Denis Ilescu

Personal information
- Full name: Denis Vasilyevich Ilescu
- Date of birth: 20 January 1987 (age 39)
- Place of birth: Teleneşti, Soviet Union
- Height: 1.90 m (6 ft 3 in)
- Position: Defender

Senior career*
- Years: Team / Apps / (Gls)
- 2006: Academia UTM Chişinău / 0 / (0)
- 2007: FC Kryvbas Kryvyi Rih / 1 / (0)
- 2007–2008: FC Saturn Moscow Oblast / 3 / (0)
- 2008: → Anzhi Makhachkala (loan) / 0 / (0)
- 2009–2010: Academia UTM Chişinău / 30 / (2)
- 2010: Lokomotiv Astana / 19 / (0)
- 2011–2015: Dacia Chişinău / 98 / (2)
- 2015–2016: Dinamo-Auto / 32 / (1)
- 2016–2017: Andijon / 15 / (0)
- 2017–2018: Dacia Chişinău / 25 / (4)

International career
- 000?–2008: Moldova U21 / 1 / (0)
- 2008–: Moldova / 2 / (0)

= Denis Ilescu =

Moldovan footballer (born 1987)

Denis Vasilyevich Ilescu (Денис Васильевич Илеску, born 20 January 1987) is a Moldovan footballer.

==Career==
Ilescu started his career at football academy found by Igor Dobrovolski in Chişinău. In 2006–07 season he played for Academia UTM Chişinău which also owned by Dobrovolski at Moldovan "A" Division, in although the league is semi-professional, he was signed by FC Kryvbas Kryvyi Rih that season. He played once in Ukrainian Premier League before left for Russian Premier League side FC Saturn Moscow Oblast.

In 2008 season he left for Anzhi Makhachkala of Russian First Division on loan. But in June 2008 the loan was terminated early. In January 2009, he was putted to transfer market by Saturn.

In March 2009, he returned to Academia In the 2009–10 season, he scored a goal on 2 August 2009 against FC Zimbru Chişinău. The match ended in a 2–2 draw.

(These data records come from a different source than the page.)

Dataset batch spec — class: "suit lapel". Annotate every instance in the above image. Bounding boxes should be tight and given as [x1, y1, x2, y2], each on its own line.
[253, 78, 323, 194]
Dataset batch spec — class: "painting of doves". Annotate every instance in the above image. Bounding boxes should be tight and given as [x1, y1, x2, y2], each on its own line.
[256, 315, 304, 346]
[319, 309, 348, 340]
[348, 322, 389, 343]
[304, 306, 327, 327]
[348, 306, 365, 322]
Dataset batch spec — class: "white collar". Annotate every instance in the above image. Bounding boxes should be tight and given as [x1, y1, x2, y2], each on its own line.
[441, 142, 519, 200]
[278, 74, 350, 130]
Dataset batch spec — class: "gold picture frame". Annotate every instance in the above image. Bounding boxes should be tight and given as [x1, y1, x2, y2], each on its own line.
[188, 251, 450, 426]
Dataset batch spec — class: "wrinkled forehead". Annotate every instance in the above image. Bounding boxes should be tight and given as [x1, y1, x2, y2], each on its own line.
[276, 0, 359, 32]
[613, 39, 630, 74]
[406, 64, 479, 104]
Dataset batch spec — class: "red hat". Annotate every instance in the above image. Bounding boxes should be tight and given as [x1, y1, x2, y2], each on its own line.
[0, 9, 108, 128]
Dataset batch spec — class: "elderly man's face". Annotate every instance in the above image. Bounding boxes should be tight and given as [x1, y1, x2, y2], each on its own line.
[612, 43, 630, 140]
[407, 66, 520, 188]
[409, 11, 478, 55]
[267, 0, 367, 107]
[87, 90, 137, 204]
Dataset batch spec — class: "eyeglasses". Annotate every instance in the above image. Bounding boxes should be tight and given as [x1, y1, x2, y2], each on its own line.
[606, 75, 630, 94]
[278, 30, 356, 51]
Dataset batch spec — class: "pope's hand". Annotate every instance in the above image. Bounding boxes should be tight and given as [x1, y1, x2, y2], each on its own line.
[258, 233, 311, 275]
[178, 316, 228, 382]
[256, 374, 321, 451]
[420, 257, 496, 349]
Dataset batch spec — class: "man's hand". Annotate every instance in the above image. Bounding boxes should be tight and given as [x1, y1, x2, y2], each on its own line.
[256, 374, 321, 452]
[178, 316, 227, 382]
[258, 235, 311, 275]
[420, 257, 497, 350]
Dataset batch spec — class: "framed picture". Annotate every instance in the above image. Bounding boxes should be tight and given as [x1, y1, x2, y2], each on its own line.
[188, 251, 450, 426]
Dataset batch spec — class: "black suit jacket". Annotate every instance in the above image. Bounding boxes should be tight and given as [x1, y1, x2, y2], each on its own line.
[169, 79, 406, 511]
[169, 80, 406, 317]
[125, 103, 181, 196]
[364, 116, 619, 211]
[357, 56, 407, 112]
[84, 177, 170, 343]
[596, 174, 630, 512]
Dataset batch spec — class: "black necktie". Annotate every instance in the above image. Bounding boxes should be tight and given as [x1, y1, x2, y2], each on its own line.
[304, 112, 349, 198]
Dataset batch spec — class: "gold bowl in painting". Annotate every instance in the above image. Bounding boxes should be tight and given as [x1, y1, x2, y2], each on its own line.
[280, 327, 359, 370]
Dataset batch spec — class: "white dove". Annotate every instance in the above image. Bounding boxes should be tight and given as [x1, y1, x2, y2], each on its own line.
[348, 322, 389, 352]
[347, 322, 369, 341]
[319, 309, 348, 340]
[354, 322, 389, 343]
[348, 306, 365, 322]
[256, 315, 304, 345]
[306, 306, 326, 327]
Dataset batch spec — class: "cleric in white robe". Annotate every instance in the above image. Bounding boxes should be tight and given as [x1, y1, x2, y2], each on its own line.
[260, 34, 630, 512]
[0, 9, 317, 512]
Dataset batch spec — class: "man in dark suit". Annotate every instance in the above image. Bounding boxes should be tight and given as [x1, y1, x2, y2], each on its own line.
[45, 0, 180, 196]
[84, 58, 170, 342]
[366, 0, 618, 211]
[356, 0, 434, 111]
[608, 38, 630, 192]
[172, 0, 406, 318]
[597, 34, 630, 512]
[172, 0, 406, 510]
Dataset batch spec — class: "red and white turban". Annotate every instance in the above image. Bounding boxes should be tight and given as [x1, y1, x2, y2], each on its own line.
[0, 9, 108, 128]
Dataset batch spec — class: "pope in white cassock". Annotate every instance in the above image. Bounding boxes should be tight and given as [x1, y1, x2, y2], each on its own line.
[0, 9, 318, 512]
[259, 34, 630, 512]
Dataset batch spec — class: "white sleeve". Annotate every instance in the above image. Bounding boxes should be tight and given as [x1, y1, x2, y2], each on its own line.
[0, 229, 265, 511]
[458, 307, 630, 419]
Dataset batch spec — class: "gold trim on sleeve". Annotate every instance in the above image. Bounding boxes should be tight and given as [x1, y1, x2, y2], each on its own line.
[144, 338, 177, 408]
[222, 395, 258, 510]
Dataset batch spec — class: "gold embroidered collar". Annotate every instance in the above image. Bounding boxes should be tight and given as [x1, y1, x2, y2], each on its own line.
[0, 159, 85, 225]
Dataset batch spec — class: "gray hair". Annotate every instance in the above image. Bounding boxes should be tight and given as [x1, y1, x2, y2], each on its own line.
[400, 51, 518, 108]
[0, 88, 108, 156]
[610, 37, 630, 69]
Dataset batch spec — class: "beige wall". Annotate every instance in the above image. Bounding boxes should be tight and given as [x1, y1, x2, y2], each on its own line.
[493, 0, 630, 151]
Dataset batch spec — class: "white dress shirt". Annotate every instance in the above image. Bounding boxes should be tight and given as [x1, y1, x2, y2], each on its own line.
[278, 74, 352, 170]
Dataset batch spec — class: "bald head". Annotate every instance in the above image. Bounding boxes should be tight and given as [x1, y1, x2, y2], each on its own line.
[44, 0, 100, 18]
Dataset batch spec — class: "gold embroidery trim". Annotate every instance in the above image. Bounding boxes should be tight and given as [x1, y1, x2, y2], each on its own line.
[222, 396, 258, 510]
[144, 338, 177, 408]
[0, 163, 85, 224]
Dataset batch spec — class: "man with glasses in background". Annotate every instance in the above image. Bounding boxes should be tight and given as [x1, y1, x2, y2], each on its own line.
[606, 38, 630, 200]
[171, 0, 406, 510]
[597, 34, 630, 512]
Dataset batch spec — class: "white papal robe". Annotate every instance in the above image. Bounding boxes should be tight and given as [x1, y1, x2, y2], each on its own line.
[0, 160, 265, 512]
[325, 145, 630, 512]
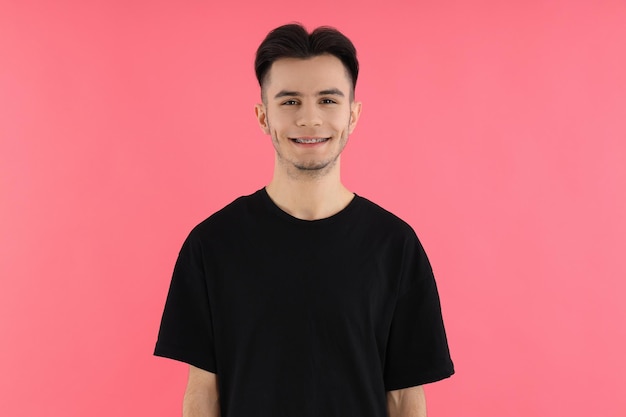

In January 2010, he followed Igor Dobrovolski to Dacia Chişinău on trial. Dobrovolski was trained with Dacia and is negotiating a coaching contract.

===International career===
Ilescu was call-up to Moldova U21 He played one match at 2009 UEFA European Under-21 Football Championship qualification. On 6 February 2008, he made his senior debut against Kazakhstan, substituted Alexandru Gaţcan in the 82nd minute. The team was coached by Igor Dobrovolski.